The very long time the detention has been in effect must be weighed into the assessment and means an increased demand on the investigative authorities to review what alternative investigative opportunities are available to move the preliminary investigation forward. Otherwise a detention – even taking into account that it has not been executed – would be seen as in violation of the principle of proportionality.
However, after the decision of the Court of Appeal, the chief investigator took measures to arrange for an interrogation with JA in London. The public interest to continue the investigation weighs heavily. With consideration for this and for the risk that JA avoids legal process if the detention is rescinded, a continued detention in the current circumstances can be seen to be in accordance with the principle of proportionality. Therefore there are currently no reasons to rescind the decision. What JA has otherwise submitted does not lead to a different assessment.
That something can be "in violation of the principle of proportionality", or would be, but for the fact that after four and a third years "the chief investigator took measures to arrange for an interrogation with JA in London" is laughable. The proposed "measures" don't reverse the past, let alone the accepted state of violation at the time of the judgment. What Ny may or may not do in the future is a child-like decoy.
Further, prosecutor Ny's about-face was forced upon her, first by the Svea court's warning, "that the failure of the prosecutors to examine alternative avenues is not in line with their obligation", and then when Ny failed to respond, by the Supreme Court's call on the Attorney General to “expeditiously reply to the case, especially on the issue of the conduct of investigations and the principle of proportionality". And yet, despite these interventions, and the fact that the basis for the court's judgment rests upon Ny's ability to move her investigation partially back within the rule of law, in the 62 days since agreeing to question Assange (13 March) she has not acted.

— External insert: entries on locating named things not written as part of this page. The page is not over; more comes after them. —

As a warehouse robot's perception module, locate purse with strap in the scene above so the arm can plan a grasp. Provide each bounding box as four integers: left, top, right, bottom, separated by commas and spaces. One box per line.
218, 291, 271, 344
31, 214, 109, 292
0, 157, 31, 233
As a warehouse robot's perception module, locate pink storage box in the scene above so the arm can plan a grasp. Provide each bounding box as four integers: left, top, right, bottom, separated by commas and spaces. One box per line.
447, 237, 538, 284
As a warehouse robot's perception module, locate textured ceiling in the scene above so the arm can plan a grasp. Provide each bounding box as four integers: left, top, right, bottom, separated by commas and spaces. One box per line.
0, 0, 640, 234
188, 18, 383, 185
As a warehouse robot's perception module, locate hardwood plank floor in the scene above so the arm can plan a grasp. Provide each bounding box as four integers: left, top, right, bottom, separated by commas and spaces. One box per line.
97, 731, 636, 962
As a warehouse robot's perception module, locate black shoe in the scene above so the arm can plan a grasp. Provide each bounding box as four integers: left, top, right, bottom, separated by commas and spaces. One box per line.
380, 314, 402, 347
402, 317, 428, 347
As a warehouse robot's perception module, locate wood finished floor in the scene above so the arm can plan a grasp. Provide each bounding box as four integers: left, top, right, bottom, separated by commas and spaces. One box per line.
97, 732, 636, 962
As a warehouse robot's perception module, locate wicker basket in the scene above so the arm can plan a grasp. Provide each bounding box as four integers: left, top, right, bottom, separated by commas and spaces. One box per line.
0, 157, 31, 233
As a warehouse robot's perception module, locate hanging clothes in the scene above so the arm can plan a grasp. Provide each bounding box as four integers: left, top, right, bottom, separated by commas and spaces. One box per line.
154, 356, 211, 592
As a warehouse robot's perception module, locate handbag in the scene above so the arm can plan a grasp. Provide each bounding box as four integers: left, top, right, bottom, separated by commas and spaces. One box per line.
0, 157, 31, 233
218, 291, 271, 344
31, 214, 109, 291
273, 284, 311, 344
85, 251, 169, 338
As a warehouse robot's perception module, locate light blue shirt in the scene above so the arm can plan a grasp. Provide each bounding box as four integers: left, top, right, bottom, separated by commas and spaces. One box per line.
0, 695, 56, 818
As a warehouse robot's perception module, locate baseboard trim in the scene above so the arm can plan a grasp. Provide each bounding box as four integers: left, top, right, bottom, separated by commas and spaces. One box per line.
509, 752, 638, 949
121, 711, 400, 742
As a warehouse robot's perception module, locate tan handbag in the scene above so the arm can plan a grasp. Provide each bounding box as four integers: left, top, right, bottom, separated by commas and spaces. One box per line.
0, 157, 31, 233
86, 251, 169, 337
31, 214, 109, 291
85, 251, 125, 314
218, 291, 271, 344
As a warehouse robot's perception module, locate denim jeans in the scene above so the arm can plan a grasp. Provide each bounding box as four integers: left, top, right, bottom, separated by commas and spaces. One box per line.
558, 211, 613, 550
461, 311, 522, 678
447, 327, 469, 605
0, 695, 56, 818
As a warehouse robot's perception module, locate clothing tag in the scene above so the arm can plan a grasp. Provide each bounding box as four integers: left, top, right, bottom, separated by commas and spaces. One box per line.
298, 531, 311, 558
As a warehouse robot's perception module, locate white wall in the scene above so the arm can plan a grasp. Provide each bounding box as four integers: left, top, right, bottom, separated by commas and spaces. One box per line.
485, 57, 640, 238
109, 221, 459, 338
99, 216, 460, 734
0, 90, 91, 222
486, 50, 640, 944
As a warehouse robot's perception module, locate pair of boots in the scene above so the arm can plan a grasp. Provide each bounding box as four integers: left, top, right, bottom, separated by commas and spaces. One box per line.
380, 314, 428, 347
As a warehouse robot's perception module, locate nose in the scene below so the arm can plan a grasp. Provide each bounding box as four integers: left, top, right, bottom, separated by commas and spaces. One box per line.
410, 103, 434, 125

According to Thomas Olsson (representing Assange), Ny is yet to submit MLA requests to either the UK or Ecuador.
Justice Svante Johansson's dissenting opinion found that, "The measures now taken [to arrange an interrogation with Assange in London] should have been initiated earlier, in order to see how far this would have taken matters". Against this failure "the grounds for continued detention cannot be seen as weighing so heavy that they outweigh the intrusion and harm that in practice the measures mean for Assange" and that, "A decision for detention in the current circumstances is therefore in violation of the principle of proportionality."
Johansson's opinion has created an opening for the proportionality decision to be revisited; the Secretary General of Sweden’s Bar Association, Anne Ramberg, stated, "The reasoning of the court indicates that it may take a different view [on proportionality] with the passing of further time." Moreover, once Assange has been questioned, he has (according to Samuelson) the right to restart the appeal process - although politically the process in Sweden is dead.
As matters turn in endless circles, a situation that conforms to Sweden's official position on the time limits of detention without charge - which is "there is no limit" - shadows remain in the form of Assange's submission to the United Nations' Working Group on Arbitrary Detention, which is expected to reach a verdict in the next few weeks; and Fair Trials' unacknowledged request that the Supreme Court adhere to its "obligations" and "make a reference for a preliminary ruling to the CJEU", to clarify the extent to which suspects have a right to see evidence on which arrest is based (which is relevant to the Assange case because of the concealment of exculpatory evidence).
Both are likely to play a role in any ECtHR case. As to whether Assange's legal team will apply to the Court, Baltasar Garzón has stated that "we will turn to international courts to safeguard his rights".
In the meantime prosecutor Ny acts as the jury and judge, taking days from Assange as she fails to fill out MLA request forms and in doing so, refusing to submit to the will of Sweden's judicial institutions.